The road to recovery in Liberia may involve a treadmill
One of the reasons why I love running so much is because it allows me to stop the clock… I have a tendency, like many of us I suppose, to get so caught up in the ‘to do’ items for tomorrow that I rarely take the time to reflect on the ‘have done’ matters from yesterday and the ‘am doing’ events of today. Running allows me to simply be present. The faster my legs move, the slower my mind reels. I listen to my breathing and notice how it naturally matches the timing of my feet striking the pavement: in for two counts, out for one. I see my surroundings as if for the first time, noticing things that would not catch the attention of my busied brain otherwise.
What does this have to do with my trip to Liberia, you ask?
Liberia is often referred to as Africa’s oldest democracy – a true claim to fame in which Liberians take great pride. It is one of the few countries on the African continent, and the only one in West Africa, that hasn’t suffered from a history of European dominance and colonial control. Liberia was created in the 1820s by the American Colonization Society as a place for freed slaves in the United States to settle. In 1847, these Americo-Liberians, who formed an elite group in Liberian society, founded the Republic of Liberia. The indigenous Liberians were not afforded citizenship in the new Republic until 1904. The government and Constitution was modeled on that of the United States. Liberia’s ties to the US are still evident today in the name of the capital city itself – Monrovia, after US President James Monroe.
Fast-forward to 1980 when a military-led coup overthrew the then-president William Tolbert, which marked the beginning of a steep decline in the country’s political situation. In late 1989, the first civil war ensued… Militia from the National Patriotic Front of Liberia, led by Charles Taylor took control over most of the countryside and entered the capital in 1990. A peace agreement was brokered by the ECOWAS in 1993 and Taylor was “elected” as President in 1997. However, his brutal regime and ineffective leadership sparked the second civil war in 1999, which lasted until the ceasefire in 2003. More than 200,000 people are estimated to have died in the conflict. The effects of these civil wars are long-lasting – the country suffered a complete breakdown of law and order…. The use of child soldiers has created a population of unskilled ex-combatants… The country’s economy and infrastructure was destroyed… I could go on.

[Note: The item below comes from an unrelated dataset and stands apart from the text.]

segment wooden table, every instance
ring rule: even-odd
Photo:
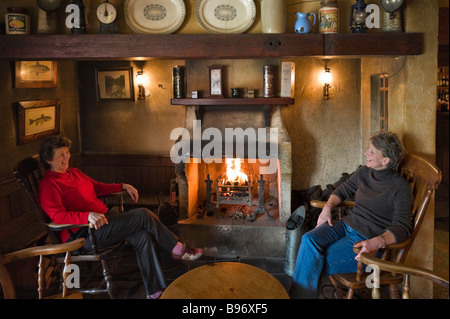
[[[207,264],[174,280],[162,299],[289,299],[283,285],[264,270],[237,262]]]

Anyhow, by 2006 the security situation in Liberia was still not fully under control. I never felt truly unsafe while I was there, I must admit. I longed to just sneak out of my hotel for a morning jog… or maybe even just go for an afternoon walk with a friend… but I was strongly advised — warned — not to take the chance. A representative from the International Committee of the Red Cross had been gang raped in the middle of the afternoon just a couple weeks prior to my arrival, which was enough to keep me (unhappily) caged inside.
I found ways to get exercise in though. The building across the road housed PAE, one of the US government’s private security organizations, which had a “gym” with two treadmills that may or may not have been relics of the pre-war days. Every morning, I made my way across the street (which was usually covered in fast-flowing water) and past the security guards into the compound for an uninspiring workout. I eventually made friends with a British guy who worked for another private security organization and forced him to be my running partner. Once or twice a week he would come to pick me up in his 4×4 and take me back to the private compound, where we could run loops of a 1.5 km track. It was certainly better than the treadmill, but I never got that feeling of release that I normally crave on my runs. Something about the barbed wire and security guards with machine guns ruined it for me (strange, eh?).

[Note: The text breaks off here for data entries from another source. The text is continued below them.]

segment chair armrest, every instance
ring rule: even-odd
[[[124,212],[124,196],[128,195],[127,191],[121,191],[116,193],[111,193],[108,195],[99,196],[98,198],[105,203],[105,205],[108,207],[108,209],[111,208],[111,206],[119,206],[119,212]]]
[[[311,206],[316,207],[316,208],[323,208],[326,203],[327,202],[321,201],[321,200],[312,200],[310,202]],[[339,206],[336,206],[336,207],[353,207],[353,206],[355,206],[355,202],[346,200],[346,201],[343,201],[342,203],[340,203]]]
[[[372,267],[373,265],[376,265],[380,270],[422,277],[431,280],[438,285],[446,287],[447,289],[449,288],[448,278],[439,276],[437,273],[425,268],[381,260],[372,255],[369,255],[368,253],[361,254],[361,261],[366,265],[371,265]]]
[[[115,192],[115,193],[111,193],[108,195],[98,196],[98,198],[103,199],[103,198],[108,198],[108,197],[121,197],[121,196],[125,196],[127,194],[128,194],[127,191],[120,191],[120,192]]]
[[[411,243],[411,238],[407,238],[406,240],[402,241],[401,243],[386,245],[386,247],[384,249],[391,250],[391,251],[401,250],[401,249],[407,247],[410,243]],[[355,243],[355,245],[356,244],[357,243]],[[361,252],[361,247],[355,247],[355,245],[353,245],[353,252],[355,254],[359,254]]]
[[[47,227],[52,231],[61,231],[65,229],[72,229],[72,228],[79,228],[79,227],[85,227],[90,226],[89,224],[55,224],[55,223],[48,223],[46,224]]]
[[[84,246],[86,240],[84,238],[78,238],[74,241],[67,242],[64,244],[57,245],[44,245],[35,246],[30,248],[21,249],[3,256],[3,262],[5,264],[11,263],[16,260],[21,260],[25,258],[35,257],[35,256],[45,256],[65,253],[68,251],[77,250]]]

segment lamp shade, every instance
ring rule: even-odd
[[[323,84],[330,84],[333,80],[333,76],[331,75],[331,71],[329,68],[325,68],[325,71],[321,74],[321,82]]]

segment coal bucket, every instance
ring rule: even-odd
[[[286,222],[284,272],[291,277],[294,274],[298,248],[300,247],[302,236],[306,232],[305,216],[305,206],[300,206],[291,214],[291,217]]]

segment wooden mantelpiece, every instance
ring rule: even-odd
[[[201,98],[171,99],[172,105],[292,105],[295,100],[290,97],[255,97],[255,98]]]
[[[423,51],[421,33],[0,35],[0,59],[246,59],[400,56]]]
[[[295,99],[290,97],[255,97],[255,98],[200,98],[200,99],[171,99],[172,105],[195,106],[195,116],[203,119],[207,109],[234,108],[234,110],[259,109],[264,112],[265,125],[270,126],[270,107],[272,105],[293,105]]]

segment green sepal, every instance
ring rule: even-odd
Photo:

Returning to Liberia last week, I wasn’t sure what to expect. I wondered how much the country had progressed in the two and a half years since I had been there last. Would there be running water throughout the city? Has electricity been restored, at least in the capital? Would I be able to run outside? ALONE?
From the moment I landed, I noticed a distinct change… Maybe it was the fact that I was returning to a place that was familiar or maybe I just wanted to see an improvement so badly that I created it in my mind… But I definitely felt that something was different. It is hard for me to put my finger on what exactly changed… I’m not even sure I could pick out a specific example of something I witnessed that made me form this opinion. It was simply a feeling that people in general were more relaxed. Relations between foreigners and Liberians appeared to be less strained. I heard more laughter and less yelling.

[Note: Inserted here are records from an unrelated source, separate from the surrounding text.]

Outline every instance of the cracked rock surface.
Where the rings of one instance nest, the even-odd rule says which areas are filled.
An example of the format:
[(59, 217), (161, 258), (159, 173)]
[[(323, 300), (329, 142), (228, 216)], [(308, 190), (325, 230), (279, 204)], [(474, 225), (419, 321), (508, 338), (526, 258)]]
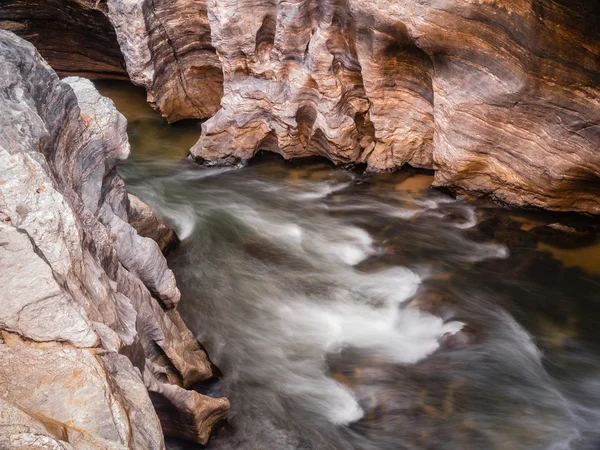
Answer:
[(135, 209), (158, 219), (116, 171), (126, 125), (90, 81), (60, 81), (0, 31), (2, 448), (161, 449), (161, 424), (205, 443), (228, 411), (187, 389), (212, 366), (159, 244), (129, 224)]

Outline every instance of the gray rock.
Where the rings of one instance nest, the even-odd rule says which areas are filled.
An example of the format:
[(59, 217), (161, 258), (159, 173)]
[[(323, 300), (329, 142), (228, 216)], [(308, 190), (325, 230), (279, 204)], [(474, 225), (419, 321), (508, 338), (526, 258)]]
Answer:
[(0, 88), (0, 392), (29, 424), (1, 428), (0, 442), (164, 448), (167, 419), (147, 389), (168, 386), (168, 420), (181, 426), (165, 431), (205, 442), (228, 403), (189, 407), (199, 394), (186, 388), (212, 369), (174, 310), (180, 293), (159, 245), (128, 223), (115, 169), (129, 155), (125, 118), (5, 31)]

And no one gave me a single warning about walking around on my own.
YES! Okay, beyond the fact that this meant I could go running, as an eternal optimist I was ecstatic to see that things had improved. It was an intangible triumph that renewed hope for Liberia and the friends I have made there. But that’s a story for another time, hmm?
Now that I had been granted the privilege of being able to run outside, can anyone guess how that turned out? Quite laughably, when I went out for my first early morning jog I lasted literally 23 minutes in the oppressive heat before retreating to the treadmill in my hotel’s air conditioned fitness centre. Go figure.